The following command simulates 10 repetitions of 200 coin tosses with the probability (long-run proportion) of a coin landing on heads to be 0.5. The 10 values produced represent the number of successes (heads) which were observed in each trial.

set.seed(123)
output <- do(10) * rflip(200, prob = 0.5)
head(output)

Question 10

Modify the code above to simulate selecting 1998 people so that the probability of selecting a smoker is 21%. Repeat this simulation 1000 times, each time saving the percent of “smokers” in your sample.
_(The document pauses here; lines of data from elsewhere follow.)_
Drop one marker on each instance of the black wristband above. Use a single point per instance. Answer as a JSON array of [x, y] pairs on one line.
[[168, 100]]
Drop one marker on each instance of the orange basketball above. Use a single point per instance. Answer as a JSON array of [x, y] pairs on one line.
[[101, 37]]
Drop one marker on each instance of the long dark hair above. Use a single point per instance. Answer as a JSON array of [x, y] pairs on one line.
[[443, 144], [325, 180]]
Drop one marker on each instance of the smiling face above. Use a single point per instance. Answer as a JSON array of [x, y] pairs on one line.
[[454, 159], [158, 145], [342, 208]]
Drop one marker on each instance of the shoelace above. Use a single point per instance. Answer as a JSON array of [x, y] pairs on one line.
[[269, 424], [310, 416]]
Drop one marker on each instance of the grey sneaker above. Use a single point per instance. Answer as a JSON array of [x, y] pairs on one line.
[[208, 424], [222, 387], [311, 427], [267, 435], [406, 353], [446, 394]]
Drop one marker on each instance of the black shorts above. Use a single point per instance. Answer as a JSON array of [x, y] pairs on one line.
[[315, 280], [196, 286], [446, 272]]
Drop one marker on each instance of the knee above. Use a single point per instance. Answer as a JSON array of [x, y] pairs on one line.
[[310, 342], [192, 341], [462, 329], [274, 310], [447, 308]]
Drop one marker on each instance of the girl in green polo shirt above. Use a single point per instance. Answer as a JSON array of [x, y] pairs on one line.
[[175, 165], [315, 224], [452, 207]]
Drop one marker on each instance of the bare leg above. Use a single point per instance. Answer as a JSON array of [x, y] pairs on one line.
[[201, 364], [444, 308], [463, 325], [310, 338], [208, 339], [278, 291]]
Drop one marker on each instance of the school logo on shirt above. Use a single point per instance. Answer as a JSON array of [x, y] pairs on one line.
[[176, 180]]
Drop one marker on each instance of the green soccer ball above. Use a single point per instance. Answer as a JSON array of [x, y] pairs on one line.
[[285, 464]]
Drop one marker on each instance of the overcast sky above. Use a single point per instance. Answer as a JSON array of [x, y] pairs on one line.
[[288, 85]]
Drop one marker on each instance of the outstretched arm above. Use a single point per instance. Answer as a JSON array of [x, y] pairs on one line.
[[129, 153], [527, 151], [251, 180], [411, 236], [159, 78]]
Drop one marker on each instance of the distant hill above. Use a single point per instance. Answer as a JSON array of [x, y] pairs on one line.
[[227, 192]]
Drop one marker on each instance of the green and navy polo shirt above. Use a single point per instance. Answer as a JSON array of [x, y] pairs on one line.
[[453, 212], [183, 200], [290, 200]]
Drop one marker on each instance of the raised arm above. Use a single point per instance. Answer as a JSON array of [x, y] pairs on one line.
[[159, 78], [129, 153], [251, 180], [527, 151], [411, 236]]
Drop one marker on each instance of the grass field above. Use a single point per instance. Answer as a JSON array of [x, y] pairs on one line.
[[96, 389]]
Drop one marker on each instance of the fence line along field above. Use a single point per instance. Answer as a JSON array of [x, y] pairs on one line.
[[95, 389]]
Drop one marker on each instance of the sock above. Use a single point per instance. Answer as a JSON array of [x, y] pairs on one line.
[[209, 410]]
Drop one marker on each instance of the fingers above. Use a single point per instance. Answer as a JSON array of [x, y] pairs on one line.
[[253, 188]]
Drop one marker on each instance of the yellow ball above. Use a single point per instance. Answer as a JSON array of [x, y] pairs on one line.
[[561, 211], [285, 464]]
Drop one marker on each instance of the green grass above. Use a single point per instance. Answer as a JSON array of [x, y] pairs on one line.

Note: Keep the set.seed(123) command. This assures that everyone will get the same “random” outcome. We will elaborate more on this command in a later lab.

set.seed(123)
output <- do(1000) * rflip(1998, prob = 0.21)

Question 11

The object output$prop contains the vector of simulated proportions of “smokers” under the chance model. Use the dotPlot() and histogram() functions to visualize the proportion of “smokers” under the chance model.

dotPlot(output$prop, cex = 5)

histogram(output$prop)

Question 12

Based on your plots in Question 11 and your answer in Question 9, is there evidence that the proportion of mothers who smoke is different from 21%? Explain.

#Based on the plots I drew for number 11 as well as my answer for question 9, there is evidence that the proportion of mothers who smoke is not exactly 21%. In the dotplot and histogram, the null distribution centers around 21% and within those 2 plots, while 9.36% is a really extreme value that falls on the outer bounds of the histogram inconsistent with the chance model.Other values like .18 and .24 shown in the histogram are also extreme values, but not as extreme as .0936 which isn’t even shown on the plot .21 represents the percent of smokers represented in the study and this statistic represents the null statistic making up the null hypothesis(the proportion under the chance model). #The p-value would be 0 because it is 0/1000 would be zero since the observed statistic is farther away from the null statistic.